Boniyar ( kashmir: بونِیار) is a town and a municipal committee in Boniyar tehsil, Baramulla district in India's northernmost union territory of Jammu and Kashmir. It is located 20 km west of the district headquarters Baramulla. Boniyar was given tehsil status in 2006. Prominent villages in tehsil Boniyar are Noorkhah, Bagna, Salamabad, Wopal Haq Marg, Athishampora, Bijhama, Trikanjan, Barnate, Uranbuha, Chandanwari, Rampur, Chahla and Nowshera.
A major tourist attraction is Lower Jhelum hydropower project at Chalah Boniyar, having a capacity of generating 105 MW. Lachipora wildlife sanctuary has been established for conserving markhoor and other vulnerable animals. Wildlife sanctuary Limber and Kazinag wildlife sanctuary are also a part of tehsil Boniyar. These wildlife sanctuaries are famous for rare species of plants and animals present here.

The bank of the dam of Lower Jehlum Hydropower plant has become a tourist destination.

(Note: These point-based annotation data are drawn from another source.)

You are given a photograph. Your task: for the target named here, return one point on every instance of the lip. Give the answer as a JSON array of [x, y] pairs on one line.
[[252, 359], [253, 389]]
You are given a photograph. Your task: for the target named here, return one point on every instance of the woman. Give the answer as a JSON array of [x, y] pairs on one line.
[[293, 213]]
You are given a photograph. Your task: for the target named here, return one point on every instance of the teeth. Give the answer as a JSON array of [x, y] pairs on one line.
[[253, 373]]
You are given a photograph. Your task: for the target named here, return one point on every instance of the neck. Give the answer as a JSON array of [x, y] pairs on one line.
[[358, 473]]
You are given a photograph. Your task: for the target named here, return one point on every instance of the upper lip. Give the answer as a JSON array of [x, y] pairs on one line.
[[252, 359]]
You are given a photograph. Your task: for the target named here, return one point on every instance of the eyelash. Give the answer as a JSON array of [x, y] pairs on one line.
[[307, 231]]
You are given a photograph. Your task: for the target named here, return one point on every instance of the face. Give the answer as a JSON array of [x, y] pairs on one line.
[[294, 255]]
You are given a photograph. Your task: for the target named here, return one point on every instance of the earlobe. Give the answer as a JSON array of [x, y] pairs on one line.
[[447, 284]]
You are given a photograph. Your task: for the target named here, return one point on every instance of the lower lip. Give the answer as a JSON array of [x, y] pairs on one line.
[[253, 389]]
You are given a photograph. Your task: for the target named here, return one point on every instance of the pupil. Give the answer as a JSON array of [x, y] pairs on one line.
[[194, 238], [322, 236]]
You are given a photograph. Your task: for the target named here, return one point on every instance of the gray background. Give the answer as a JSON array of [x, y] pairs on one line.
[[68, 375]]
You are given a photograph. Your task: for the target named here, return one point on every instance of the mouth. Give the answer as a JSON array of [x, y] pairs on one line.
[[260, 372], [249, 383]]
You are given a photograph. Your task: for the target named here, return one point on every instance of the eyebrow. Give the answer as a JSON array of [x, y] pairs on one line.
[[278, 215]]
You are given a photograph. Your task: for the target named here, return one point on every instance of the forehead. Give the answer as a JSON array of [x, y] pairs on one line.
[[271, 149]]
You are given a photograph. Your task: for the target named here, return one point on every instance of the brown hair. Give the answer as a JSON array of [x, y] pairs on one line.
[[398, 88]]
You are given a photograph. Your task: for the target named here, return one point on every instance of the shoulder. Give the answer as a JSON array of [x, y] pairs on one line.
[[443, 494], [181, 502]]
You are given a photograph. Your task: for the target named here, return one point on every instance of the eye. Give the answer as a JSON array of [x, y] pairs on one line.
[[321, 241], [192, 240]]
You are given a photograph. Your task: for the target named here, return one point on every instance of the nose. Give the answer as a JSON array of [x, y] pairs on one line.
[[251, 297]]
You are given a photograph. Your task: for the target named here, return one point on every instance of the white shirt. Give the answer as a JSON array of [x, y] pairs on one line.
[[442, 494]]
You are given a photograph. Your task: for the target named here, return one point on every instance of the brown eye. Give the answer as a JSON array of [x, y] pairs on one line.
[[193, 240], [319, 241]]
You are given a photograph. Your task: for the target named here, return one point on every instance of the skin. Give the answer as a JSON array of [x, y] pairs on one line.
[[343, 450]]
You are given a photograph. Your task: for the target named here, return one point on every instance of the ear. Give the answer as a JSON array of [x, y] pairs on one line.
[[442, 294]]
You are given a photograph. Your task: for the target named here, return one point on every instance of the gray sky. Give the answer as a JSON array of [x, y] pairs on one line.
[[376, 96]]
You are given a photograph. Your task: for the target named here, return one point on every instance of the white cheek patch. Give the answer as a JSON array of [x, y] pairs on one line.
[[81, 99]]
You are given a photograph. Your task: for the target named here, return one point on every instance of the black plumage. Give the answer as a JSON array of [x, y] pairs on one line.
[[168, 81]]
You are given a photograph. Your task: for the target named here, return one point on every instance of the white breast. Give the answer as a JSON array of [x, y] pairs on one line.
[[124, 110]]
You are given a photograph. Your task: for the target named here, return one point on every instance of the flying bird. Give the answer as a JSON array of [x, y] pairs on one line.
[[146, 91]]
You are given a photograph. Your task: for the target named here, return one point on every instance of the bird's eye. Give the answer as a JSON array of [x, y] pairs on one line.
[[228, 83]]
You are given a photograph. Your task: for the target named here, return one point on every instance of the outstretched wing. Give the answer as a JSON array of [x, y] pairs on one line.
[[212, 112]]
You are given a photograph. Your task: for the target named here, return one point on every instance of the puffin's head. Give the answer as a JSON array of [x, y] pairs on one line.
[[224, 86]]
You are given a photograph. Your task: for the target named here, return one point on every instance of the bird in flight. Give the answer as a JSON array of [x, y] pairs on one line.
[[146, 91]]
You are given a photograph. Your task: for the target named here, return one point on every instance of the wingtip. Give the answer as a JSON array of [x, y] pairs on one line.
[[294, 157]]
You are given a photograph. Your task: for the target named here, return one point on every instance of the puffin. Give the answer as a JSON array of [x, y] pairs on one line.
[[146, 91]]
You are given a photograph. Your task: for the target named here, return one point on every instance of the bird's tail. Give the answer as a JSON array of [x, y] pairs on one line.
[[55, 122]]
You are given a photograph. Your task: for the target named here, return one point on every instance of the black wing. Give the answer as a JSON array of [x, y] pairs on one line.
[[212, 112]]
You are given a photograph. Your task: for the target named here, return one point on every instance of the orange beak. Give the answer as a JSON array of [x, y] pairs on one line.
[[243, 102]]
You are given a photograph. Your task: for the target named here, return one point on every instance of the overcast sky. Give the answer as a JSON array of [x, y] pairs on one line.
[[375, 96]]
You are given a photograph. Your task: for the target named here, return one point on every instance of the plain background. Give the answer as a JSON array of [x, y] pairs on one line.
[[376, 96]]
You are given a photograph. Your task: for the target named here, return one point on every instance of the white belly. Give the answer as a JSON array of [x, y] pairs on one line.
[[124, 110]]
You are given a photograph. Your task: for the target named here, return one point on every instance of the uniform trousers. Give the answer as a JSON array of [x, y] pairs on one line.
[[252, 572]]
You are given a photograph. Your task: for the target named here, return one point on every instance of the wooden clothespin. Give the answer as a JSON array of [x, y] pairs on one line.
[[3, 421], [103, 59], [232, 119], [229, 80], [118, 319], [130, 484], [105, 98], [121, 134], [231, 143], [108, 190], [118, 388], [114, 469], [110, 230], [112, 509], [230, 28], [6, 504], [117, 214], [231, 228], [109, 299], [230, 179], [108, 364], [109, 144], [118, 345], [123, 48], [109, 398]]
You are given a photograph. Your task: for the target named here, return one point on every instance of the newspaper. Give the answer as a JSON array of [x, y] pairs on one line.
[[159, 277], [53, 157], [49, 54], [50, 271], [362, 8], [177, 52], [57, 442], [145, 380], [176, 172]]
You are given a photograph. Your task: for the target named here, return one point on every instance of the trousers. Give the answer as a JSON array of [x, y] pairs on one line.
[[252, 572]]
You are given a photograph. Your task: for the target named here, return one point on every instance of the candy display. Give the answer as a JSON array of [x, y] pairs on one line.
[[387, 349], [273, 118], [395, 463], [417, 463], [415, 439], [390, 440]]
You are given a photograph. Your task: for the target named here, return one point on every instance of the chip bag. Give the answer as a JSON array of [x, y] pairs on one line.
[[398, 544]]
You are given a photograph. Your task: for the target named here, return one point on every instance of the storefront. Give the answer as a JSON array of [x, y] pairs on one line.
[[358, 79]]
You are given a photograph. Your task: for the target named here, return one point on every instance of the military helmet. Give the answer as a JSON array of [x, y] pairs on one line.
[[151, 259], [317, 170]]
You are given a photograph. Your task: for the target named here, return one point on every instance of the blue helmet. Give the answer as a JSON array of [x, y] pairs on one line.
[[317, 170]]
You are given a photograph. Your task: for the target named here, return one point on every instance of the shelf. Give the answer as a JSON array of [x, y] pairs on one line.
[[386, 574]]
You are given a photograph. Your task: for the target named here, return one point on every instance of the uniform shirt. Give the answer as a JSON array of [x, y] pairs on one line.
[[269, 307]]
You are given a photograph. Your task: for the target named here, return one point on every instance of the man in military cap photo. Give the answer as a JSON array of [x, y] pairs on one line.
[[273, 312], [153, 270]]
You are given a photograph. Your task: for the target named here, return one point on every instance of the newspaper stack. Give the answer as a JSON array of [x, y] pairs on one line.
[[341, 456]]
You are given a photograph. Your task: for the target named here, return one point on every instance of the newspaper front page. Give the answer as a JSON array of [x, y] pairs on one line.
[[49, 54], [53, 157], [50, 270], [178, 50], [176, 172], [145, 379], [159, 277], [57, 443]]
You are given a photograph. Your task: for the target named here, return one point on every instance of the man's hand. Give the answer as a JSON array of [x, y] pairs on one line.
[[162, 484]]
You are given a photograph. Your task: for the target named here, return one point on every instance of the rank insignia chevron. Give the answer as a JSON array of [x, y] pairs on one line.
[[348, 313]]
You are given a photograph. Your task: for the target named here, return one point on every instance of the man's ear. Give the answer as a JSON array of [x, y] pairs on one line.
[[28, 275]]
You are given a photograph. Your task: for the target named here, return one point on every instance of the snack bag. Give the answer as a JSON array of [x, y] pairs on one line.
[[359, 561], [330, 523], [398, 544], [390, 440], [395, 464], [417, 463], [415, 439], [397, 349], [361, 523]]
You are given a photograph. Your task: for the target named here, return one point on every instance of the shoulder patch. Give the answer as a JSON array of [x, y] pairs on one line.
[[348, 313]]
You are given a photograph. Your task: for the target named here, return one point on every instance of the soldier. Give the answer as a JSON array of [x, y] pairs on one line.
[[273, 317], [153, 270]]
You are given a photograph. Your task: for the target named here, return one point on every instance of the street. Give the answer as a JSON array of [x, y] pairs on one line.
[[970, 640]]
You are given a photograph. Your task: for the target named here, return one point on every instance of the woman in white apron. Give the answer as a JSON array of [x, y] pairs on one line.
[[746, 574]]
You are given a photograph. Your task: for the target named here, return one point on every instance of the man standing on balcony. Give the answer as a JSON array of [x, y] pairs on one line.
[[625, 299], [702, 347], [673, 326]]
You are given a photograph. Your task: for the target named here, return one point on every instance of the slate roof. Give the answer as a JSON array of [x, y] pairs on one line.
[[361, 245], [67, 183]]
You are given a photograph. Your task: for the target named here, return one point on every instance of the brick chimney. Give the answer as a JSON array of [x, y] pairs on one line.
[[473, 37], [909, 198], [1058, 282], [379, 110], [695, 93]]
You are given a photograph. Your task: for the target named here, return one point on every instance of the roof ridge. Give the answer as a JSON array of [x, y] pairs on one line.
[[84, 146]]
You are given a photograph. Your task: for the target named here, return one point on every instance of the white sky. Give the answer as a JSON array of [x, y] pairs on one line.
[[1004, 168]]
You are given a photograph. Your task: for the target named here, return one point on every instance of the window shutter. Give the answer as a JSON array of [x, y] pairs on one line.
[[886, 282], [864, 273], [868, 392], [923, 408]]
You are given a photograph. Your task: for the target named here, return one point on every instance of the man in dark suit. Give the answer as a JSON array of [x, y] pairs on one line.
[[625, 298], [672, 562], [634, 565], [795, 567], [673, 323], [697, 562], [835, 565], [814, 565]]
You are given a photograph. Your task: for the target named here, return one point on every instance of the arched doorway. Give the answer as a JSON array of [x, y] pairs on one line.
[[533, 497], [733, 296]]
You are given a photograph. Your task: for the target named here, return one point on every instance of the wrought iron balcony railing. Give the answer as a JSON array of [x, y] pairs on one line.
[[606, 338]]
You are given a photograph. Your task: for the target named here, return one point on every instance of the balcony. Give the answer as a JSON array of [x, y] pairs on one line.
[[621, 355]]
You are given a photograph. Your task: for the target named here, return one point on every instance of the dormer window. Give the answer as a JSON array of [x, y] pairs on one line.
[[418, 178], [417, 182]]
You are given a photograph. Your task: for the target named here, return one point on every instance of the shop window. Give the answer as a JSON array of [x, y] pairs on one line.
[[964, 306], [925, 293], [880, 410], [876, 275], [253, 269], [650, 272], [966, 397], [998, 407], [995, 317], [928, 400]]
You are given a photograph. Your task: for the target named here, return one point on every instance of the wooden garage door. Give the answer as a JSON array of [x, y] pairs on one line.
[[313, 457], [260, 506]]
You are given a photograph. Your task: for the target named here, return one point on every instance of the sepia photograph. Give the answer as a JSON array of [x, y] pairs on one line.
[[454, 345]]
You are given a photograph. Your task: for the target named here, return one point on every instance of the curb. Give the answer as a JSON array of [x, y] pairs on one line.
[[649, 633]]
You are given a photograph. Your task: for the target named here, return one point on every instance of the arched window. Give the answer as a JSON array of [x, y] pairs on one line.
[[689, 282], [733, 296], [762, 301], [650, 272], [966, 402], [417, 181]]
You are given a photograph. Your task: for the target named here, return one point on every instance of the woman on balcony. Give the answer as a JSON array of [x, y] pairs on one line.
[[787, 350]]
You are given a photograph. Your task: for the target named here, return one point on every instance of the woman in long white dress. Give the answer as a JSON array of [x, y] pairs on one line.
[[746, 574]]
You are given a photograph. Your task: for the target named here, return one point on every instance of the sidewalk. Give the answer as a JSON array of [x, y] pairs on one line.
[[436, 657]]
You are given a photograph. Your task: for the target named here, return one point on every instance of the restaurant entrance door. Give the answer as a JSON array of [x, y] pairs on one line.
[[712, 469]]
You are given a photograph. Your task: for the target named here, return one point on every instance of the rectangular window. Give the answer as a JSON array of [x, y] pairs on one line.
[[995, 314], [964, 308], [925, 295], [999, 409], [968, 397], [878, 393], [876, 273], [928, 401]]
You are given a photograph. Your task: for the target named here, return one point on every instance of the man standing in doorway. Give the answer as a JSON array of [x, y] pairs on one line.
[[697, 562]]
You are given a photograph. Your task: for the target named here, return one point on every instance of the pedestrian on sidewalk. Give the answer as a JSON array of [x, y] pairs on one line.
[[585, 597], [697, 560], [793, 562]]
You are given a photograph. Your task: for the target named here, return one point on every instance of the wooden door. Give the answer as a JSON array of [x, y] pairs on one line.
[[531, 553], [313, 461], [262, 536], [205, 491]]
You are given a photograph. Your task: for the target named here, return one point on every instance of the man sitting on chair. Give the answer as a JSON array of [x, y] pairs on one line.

There is a diversity of people living in Boniyar tehsil, with most of the people speaking Pahari. About 50–70 % people of tehsil Boniyar speak Pahari, with a large number of Pahari speakers. The remainder mainly speak Kashmiri, Gujri and Urdu.
It is a Muslim-dominated region with about 60% belonging to the Sunni Muslim community and 38% to the Shia Muslim community.
Other religions comprise the minority, with about 1% Hindus and 1% Sikhs.

Noorkhah, a village of Boniyar tehsil, has significant mineral resources such as gypsum, limestone and ochre, with gypsum currently being extracted.
However, this has also led to ill effects to the residents such as deforestation, soil erosion and landslides.